To accelerate access to internships, Freeborn has spearheaded a new jobs and opportunities board, where companies, federal partners, and private organizations can post internship and job opportunities across all four departments in the college. Students can search directly for hands-on experiences in the forestry and environmental conservation fields.
“Internships are a critical first step in building our student’s professional networks and strengthening their resumes with impressive experience in the field,” Freeborn said. “We find that 70 percent of our interns receive a job offer from their employer after the successful completion of an internships. Many of our seniors in these fields are starting their senior years with job offers already in hand.”
Putting it all together in a capstone experience
A final piece to the educational experience of forestry students is the Integrated Forest Management Practicum, a capstone course during their final spring semester where students work with forest landowners to develop a detailed forest management plan.
“The whole idea of the course is that students will meet with the landowner to figure out what the landowner’s objectives are for managing their forest,” said Associate Professor Scott Barrett. “Then they plan and conduct an inventory of the forest, measuring the trees and other resources that exist. From that, they develop and present a management plan for how to best meet the objectives of the landowner.
“It can be very complex, as there are often a lot of moving parts to consider and a lot of options on how they can manage the land,” said Barrett, a specialist with Virginia Cooperative Extension and the coordinator of the Virginia SHARP Logger training program. “One of the keys of success is just coming up with something that makes reasonable sense given the biological and economic limitations of the resources they’re working with.”

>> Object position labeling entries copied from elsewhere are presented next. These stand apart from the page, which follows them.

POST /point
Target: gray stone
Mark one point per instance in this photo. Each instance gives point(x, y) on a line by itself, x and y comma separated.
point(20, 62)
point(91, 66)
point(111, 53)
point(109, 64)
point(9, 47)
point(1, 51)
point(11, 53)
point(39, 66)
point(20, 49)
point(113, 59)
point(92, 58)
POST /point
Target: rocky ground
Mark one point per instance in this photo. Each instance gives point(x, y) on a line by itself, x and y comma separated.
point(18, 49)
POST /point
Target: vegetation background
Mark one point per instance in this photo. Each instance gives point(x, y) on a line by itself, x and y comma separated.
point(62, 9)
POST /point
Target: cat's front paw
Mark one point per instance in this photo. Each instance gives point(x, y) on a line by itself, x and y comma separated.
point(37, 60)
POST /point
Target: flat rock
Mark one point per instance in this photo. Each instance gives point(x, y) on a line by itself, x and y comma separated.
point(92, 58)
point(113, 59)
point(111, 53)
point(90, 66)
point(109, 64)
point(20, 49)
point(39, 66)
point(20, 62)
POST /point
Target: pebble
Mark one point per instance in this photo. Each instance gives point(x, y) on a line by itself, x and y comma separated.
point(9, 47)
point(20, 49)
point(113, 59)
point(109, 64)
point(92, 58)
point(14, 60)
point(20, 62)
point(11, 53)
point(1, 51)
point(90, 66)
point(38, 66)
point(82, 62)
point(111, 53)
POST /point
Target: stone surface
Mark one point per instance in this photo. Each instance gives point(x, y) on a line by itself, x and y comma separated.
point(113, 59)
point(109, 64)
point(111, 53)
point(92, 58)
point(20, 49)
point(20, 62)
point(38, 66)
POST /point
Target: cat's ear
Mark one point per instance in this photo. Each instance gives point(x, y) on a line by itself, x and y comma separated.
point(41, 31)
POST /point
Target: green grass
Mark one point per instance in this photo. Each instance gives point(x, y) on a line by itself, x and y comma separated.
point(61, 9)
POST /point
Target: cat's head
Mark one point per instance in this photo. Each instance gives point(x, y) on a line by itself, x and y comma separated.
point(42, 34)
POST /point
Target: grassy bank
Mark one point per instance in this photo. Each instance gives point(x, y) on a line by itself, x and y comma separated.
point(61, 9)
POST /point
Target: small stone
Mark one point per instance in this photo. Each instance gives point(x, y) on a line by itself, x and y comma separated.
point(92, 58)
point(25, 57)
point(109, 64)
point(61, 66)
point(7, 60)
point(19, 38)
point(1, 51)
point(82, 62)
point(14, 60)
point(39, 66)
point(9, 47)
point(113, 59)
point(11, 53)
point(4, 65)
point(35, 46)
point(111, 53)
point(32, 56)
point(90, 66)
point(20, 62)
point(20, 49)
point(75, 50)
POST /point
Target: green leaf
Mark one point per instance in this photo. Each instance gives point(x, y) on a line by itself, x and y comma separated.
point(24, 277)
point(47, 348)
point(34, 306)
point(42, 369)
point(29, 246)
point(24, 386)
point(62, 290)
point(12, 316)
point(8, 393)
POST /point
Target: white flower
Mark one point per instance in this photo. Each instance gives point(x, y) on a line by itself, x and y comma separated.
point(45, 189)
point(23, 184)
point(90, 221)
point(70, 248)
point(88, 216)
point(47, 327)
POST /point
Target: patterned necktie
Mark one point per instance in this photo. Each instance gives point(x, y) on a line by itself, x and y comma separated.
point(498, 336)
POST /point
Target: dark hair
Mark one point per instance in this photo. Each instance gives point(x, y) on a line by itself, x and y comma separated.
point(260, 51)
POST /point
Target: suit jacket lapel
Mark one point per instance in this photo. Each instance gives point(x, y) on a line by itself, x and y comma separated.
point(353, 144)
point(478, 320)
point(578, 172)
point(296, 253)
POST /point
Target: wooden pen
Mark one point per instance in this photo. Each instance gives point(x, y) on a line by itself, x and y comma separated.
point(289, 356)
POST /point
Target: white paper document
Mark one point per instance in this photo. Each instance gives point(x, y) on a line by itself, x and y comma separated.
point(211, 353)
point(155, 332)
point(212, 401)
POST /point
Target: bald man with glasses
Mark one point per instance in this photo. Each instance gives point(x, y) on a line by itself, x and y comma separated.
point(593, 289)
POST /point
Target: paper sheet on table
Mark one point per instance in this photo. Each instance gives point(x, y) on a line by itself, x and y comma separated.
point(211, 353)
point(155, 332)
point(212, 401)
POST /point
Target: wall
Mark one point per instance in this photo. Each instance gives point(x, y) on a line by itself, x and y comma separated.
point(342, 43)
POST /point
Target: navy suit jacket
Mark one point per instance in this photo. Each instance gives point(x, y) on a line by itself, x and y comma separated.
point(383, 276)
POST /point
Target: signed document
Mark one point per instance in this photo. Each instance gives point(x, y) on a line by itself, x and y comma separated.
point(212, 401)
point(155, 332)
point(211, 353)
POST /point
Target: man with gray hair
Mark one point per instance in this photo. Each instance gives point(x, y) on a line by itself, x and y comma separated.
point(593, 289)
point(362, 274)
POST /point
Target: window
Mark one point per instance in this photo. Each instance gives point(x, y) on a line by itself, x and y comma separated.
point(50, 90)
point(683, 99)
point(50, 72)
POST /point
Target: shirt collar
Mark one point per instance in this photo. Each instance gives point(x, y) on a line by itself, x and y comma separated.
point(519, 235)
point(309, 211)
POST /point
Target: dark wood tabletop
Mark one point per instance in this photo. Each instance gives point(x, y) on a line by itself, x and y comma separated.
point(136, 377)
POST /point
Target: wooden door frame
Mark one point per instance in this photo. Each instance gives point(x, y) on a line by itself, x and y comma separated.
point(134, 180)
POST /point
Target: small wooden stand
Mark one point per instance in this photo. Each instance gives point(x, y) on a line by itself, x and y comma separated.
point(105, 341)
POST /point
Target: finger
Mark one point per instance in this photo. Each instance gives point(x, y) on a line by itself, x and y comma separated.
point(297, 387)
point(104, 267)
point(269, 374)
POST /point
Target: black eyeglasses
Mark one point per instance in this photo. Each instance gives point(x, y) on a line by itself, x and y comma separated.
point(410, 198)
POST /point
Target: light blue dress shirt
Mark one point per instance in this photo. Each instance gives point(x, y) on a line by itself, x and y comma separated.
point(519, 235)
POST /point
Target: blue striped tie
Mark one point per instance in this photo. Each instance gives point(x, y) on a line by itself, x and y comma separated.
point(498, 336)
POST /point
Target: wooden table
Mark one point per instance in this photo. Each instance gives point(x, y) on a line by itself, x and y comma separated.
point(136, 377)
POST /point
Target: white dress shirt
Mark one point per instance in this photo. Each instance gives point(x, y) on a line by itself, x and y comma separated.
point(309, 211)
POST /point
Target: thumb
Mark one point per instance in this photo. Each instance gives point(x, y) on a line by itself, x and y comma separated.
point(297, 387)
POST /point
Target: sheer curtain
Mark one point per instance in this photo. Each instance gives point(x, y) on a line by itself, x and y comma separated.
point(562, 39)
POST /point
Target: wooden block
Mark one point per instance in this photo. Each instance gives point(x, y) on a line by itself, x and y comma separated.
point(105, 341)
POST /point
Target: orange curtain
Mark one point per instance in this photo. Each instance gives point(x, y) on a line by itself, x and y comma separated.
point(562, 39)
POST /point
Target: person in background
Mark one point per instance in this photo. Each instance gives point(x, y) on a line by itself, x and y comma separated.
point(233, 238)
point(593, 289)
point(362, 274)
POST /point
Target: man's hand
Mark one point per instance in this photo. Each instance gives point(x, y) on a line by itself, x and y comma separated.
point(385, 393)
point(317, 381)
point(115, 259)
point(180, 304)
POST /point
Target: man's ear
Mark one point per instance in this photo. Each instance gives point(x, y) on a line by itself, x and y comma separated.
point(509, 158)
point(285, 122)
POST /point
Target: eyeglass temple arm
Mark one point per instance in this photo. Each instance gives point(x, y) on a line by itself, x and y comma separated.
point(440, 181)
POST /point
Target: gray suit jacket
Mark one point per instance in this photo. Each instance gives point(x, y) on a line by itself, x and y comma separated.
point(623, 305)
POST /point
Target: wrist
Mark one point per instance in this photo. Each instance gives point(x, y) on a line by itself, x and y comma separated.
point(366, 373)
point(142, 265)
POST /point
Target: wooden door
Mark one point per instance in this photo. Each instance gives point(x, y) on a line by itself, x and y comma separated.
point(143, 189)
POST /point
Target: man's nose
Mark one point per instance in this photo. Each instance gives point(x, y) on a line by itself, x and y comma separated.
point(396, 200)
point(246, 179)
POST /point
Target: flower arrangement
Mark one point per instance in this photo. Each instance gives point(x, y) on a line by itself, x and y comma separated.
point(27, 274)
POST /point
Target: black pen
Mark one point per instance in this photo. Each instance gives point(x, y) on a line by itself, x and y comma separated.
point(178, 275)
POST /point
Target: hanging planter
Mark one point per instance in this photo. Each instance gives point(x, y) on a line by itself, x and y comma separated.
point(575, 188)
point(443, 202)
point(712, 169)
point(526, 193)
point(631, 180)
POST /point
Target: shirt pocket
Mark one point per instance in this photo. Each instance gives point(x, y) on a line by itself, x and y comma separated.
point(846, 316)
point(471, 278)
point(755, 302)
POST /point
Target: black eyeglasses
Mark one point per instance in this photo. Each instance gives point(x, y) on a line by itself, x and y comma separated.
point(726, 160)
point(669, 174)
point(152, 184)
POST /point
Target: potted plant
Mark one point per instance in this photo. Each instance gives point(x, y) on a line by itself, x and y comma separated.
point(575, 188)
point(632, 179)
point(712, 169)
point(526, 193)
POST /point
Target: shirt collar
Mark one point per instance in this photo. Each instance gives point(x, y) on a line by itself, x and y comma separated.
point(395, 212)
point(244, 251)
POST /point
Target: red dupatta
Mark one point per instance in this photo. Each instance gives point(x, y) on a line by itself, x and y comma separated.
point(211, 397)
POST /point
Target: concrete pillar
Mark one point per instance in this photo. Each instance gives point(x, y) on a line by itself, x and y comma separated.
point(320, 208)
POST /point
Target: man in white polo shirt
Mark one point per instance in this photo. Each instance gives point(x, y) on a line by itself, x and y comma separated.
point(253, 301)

Students in the practicum work in small teams to complete their management plans. In past semesters, forestry majors have completed management plans for Hokie Athletics Director Whit Babcock’s 170-acre family estate, national forest land near Blacksburg, the Virginia Highland Haven Airstream Park in Floyd, and the Reynolds Homestead in Patrick County.
“I’ve had many students come back and tell me that this experience was the place where the learning started to make sense,” said Barrett, who has coordinated an annual tour of forestry business in the region for students in their junior year. “You can see that it’s a growing experience for them, a chance for them to really feel what it’s like to work as a professional forester.”
Foresters trained and educated at Virginia Tech will play a critical role in shaping the future of the Virginia’s forestry industry, a key economic driver that contributed $23.6 billion in revenue to the state in 2021, according to a recent economic survey.
“The forests of Virginia are a treasure to the commonwealth, covering two-thirds of the landscape and providing a range of environmental, social, and economic benefits,” said Paul Winistorfer, dean of the College of Natural Resources and Environment. “We’re preparing the next generation of foresters and environmental conservationists to steward our forest resources into the next century.”